En effet, le nœud Borroméen montre qu’il y a l’inconscient, le corps , l’esprit et l’objet a (la plus-value, le plus de jouir). Dans chaque rond, le vide est dynamique et précède ses bords et chaque rond possède, en quelque sorte, sa propre plus-value et son propre plus de jouir. L’objet a au centre du nouage étant concomitant aux trois ronds. On peut considérer alors qu’il y a une pulsation ou un cœur, 心, propre à l’inconscient, au corps et à l’esprit. L’inconscient a son propre objet a (sa plus-value, son plus de jouir) qui diffère de celui du corps et de celui de l’esprit. Grâce au Borroméen, on ne confondra plus la plus-value et le plus de jouir de l’esprit, de ceux du corps et de ceux de l’inconscient et l’on sera même en mesure de les harmoniser. Xing, 心, peut se lire de trois manières différentes.

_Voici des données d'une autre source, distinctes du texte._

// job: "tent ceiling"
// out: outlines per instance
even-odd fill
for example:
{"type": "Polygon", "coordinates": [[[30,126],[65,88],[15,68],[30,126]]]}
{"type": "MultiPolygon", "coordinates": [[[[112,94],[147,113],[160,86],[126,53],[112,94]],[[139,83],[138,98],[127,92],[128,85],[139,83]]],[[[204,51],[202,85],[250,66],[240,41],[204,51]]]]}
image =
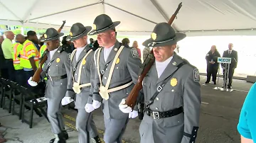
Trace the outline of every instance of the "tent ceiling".
{"type": "Polygon", "coordinates": [[[167,21],[180,2],[173,25],[178,32],[256,35],[255,0],[0,0],[0,24],[58,28],[65,20],[68,30],[77,22],[92,25],[97,15],[106,13],[121,21],[119,33],[144,35],[167,21]]]}

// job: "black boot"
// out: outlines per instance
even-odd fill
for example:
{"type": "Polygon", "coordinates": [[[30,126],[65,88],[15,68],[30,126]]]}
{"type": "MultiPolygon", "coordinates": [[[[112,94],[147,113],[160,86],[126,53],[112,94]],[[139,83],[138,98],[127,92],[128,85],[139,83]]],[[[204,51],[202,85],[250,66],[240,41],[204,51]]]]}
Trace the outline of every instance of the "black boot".
{"type": "Polygon", "coordinates": [[[92,143],[102,143],[98,135],[94,138],[92,138],[92,143]]]}
{"type": "Polygon", "coordinates": [[[64,130],[60,134],[55,135],[55,138],[50,139],[50,143],[66,143],[66,138],[68,139],[68,132],[64,130]]]}

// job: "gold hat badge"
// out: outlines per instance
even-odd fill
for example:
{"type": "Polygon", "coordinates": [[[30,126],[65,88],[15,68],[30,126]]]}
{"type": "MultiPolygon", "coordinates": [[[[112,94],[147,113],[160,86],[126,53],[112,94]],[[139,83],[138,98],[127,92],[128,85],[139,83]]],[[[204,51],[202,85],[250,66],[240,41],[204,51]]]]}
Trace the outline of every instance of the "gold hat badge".
{"type": "Polygon", "coordinates": [[[151,38],[154,40],[156,39],[156,33],[151,33],[151,38]]]}
{"type": "Polygon", "coordinates": [[[57,58],[57,59],[56,59],[56,62],[60,62],[60,58],[57,58]]]}
{"type": "Polygon", "coordinates": [[[176,86],[178,84],[178,81],[176,78],[173,78],[171,79],[171,86],[176,86]]]}
{"type": "Polygon", "coordinates": [[[93,28],[93,30],[96,30],[97,27],[96,27],[96,25],[95,25],[95,24],[93,24],[93,25],[92,25],[92,28],[93,28]]]}

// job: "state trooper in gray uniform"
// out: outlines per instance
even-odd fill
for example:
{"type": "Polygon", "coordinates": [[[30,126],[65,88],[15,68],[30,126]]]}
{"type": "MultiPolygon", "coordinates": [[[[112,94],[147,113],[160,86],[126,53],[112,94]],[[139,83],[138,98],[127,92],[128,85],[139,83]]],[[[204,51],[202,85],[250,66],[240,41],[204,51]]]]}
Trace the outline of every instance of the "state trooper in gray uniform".
{"type": "MultiPolygon", "coordinates": [[[[47,55],[47,60],[44,63],[42,80],[46,76],[46,88],[45,97],[47,98],[47,115],[49,119],[52,132],[55,138],[52,139],[50,143],[65,143],[68,139],[63,120],[61,110],[61,100],[67,91],[68,78],[70,72],[70,61],[65,49],[60,46],[60,37],[63,33],[58,33],[54,28],[46,30],[44,36],[40,40],[46,42],[47,49],[44,54],[47,55]]],[[[31,86],[35,83],[28,81],[31,86]]]]}
{"type": "MultiPolygon", "coordinates": [[[[157,24],[143,45],[153,47],[155,62],[143,80],[145,112],[139,127],[142,143],[194,143],[199,127],[199,72],[174,52],[185,34],[167,23],[157,24]]],[[[120,103],[120,110],[131,108],[120,103]]]]}
{"type": "Polygon", "coordinates": [[[68,88],[62,104],[67,105],[75,99],[75,108],[78,113],[76,118],[76,128],[80,143],[90,143],[91,137],[95,143],[100,143],[97,128],[92,120],[92,114],[85,110],[94,110],[91,104],[87,104],[88,98],[92,100],[93,91],[90,88],[95,76],[94,51],[87,43],[87,33],[92,27],[85,27],[77,23],[72,25],[68,41],[71,41],[75,49],[70,55],[71,73],[68,88]],[[89,98],[90,97],[90,98],[89,98]]]}
{"type": "Polygon", "coordinates": [[[128,96],[137,83],[142,64],[135,48],[124,47],[117,41],[115,26],[119,23],[119,21],[112,22],[107,15],[100,15],[95,19],[93,30],[88,34],[97,35],[97,42],[102,47],[95,55],[96,74],[92,105],[95,102],[102,103],[106,143],[121,143],[129,118],[138,115],[137,110],[129,115],[118,108],[122,99],[128,96]]]}

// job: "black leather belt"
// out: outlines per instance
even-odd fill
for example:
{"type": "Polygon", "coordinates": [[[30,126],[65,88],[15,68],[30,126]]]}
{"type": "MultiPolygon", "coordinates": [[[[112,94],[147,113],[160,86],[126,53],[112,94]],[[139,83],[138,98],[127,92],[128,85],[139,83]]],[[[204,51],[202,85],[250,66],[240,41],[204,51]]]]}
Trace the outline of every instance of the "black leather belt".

Et l’on peut comprendre précisément celle qui concerne le zen : la plus-value et le plus de jouir de l’inconscient. L’inconscient est dynamique et autonome, il se manifeste par bifurcation du corps et de l’esprit, du bien et du mal, de l’être et du néant, etc. Il les précède et les anime. Au centre de tout corps, il y a le vide (ou inconscient) et par-dessus l’esprit règne son calme. C’est ce que montre le nouage Borroméen. Quand le corps ou l’esprit veulent faire taire l’inconscient, « le maitre interrompt le silence, comme le rapporte Lacan, par n’importe quoi, un sarcasme, un coup de pied… » (ouverture du séminaire Les Ecrits Techniques de Freud , p. 7). On raconte qu’à ceux dont l’esprit posait trop de question, Mazu leur prenait le nez et le tordait (en Chine pour s’identifier, on met un doigt sur son nez).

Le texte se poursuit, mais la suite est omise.